3.4 The ERG raised a number of issues and uncertainties relating to the clinical and cost-effectiveness evidence presented in the manufacturer's submission. The ERG stated that the clinical effectiveness evidence had to be interpreted with caution because the follow-up period for the CLL4 trial was not complete at the time of submission. The ERG assessed the manufacturer's economic model and noted that the main drivers of the ICERs presented were time horizon and rates of response to retreatment with the same chemotherapeutic agent as that used in first-line treatment.

3.5 The ICER for fludarabine monotherapy compared with chlorambucil for a 15-year time horizon was £28,178 per QALY. For 10-year and 5-year time horizons the ICERs were £42,516 per QALY and £310,663 per QALY, respectively. The ERG stated that the extrapolation of model data is likely to be central to the validity of the ICERs presented. The ERG also noted that an assumption of constant transition probabilities over time was used within the manufacturer's model. Because patient-level data from the CLL4 trial were available, the ERG stated that this assumption should have been validated using formal survival analysis. It therefore performed a survival analysis using patient-level data from the CLL4 trial, the results of which showed that the assumption of constant transition probabilities is not supported. However, incorporating the results of the ERG's survival analysis into the economic model would have required a substantial restructuring of the model. Correcting this assumption was expected to increase the ICER for fludarabine monotherapy compared with chlorambucil.

3.6 The ERG report noted the way in which retreatment response rates for fludarabine monotherapy and chlorambucil were modelled.

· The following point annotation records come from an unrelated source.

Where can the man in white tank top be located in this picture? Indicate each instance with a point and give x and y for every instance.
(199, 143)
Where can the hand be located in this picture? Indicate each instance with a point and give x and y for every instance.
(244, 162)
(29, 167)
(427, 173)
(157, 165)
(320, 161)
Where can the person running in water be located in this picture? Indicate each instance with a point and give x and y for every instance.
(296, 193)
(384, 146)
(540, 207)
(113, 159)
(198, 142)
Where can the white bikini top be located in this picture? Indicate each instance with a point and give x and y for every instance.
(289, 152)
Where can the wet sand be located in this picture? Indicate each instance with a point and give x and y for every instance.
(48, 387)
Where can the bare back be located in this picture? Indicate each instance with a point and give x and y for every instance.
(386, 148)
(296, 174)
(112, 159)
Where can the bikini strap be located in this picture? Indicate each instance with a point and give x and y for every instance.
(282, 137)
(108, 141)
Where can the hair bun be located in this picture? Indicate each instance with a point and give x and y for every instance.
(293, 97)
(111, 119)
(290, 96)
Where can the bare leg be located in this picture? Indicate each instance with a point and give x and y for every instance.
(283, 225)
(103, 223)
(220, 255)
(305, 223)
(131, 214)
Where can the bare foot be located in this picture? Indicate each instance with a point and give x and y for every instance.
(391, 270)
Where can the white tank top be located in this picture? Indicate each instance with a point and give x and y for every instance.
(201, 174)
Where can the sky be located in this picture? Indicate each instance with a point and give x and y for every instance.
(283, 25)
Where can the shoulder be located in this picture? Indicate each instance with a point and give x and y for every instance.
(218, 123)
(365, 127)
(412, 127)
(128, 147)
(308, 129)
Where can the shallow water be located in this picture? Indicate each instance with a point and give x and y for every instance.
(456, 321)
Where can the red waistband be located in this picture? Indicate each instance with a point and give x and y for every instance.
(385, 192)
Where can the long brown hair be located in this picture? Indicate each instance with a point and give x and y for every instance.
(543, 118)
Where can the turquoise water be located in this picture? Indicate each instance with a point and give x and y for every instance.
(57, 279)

For fludarabine monotherapy, the first-line treatment response rate (77%) was taken from the CLL4 study and the retreatment response rate (74%) was taken from the existing literature as presented in the manufacturer's submission. For chlorambucil, the first-line treatment response rate (69%) was taken from the CLL4 study and the retreatment response rate (35%) was taken from the existing literature as presented in the manufacturer's submission. This led to a base-case ICER of £26,105 per QALY for fludarabine monotherapy compared with chlorambucil. Because no retreatment response rates were available from the CLL4 study, and because of the limited evidence available in existing literature, the manufacturer's submission presented a one-way sensitivity analysis in which retreatment response rates were assumed to be the same as first-line treatment response rates for all the treatment arms in the economic model. This resulted in an ICER of £86,770 per QALY for fludarabine monotherapy compared with chlorambucil.

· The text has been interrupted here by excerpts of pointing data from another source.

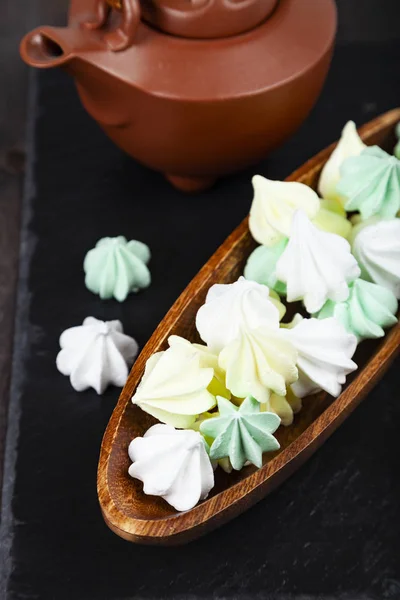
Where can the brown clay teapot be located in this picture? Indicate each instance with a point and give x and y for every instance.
(193, 88)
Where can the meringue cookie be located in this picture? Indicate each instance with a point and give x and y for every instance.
(350, 144)
(175, 385)
(273, 207)
(261, 266)
(368, 310)
(207, 360)
(371, 183)
(172, 464)
(330, 219)
(316, 266)
(116, 267)
(325, 350)
(284, 406)
(96, 354)
(377, 250)
(259, 362)
(276, 301)
(242, 434)
(232, 307)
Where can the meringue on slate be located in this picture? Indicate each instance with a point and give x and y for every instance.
(116, 267)
(259, 362)
(377, 249)
(316, 266)
(230, 308)
(273, 207)
(350, 144)
(176, 384)
(325, 350)
(172, 464)
(96, 354)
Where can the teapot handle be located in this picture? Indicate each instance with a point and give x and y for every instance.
(122, 37)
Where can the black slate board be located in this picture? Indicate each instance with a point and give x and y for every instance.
(332, 531)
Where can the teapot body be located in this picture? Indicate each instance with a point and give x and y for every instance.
(197, 109)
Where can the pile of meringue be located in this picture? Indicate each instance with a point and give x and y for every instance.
(220, 403)
(97, 353)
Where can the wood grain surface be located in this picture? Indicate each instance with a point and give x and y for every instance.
(147, 519)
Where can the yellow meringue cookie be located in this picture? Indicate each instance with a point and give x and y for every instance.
(273, 207)
(175, 387)
(350, 144)
(259, 362)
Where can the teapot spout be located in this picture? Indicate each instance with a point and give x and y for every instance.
(47, 47)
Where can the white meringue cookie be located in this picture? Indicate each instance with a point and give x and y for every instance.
(273, 206)
(233, 307)
(174, 387)
(96, 354)
(316, 266)
(172, 464)
(377, 249)
(258, 362)
(325, 350)
(350, 144)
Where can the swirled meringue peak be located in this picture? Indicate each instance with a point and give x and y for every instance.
(258, 362)
(377, 250)
(176, 384)
(261, 266)
(96, 354)
(241, 434)
(371, 183)
(369, 309)
(273, 207)
(232, 307)
(316, 265)
(333, 220)
(350, 144)
(172, 464)
(325, 350)
(116, 267)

3.7 The ERG noted that the manufacturer's submission stated that improved progression-free survival with fludarabine monotherapy was linked to improvements in quality of life in the CLL4 trial. However, the impact of the adverse effects of fludarabine, specifically the potential additional costs related to increased hospitalisations due to infections, was not explored in the manufacturer's economic model. Although the manufacturer's model included sensitivity analysis to assess potential decreases in utilities and quality of life as a result of adverse events, the ERG considered that the omission of the treatment costs of adverse events was likely to have resulted in an underestimation of the ICERs for fludarabine monotherapy compared with chlorambucil.

3.8 Full details of all the evidence are in the manufacturer's submission and ERG report (see appendix B).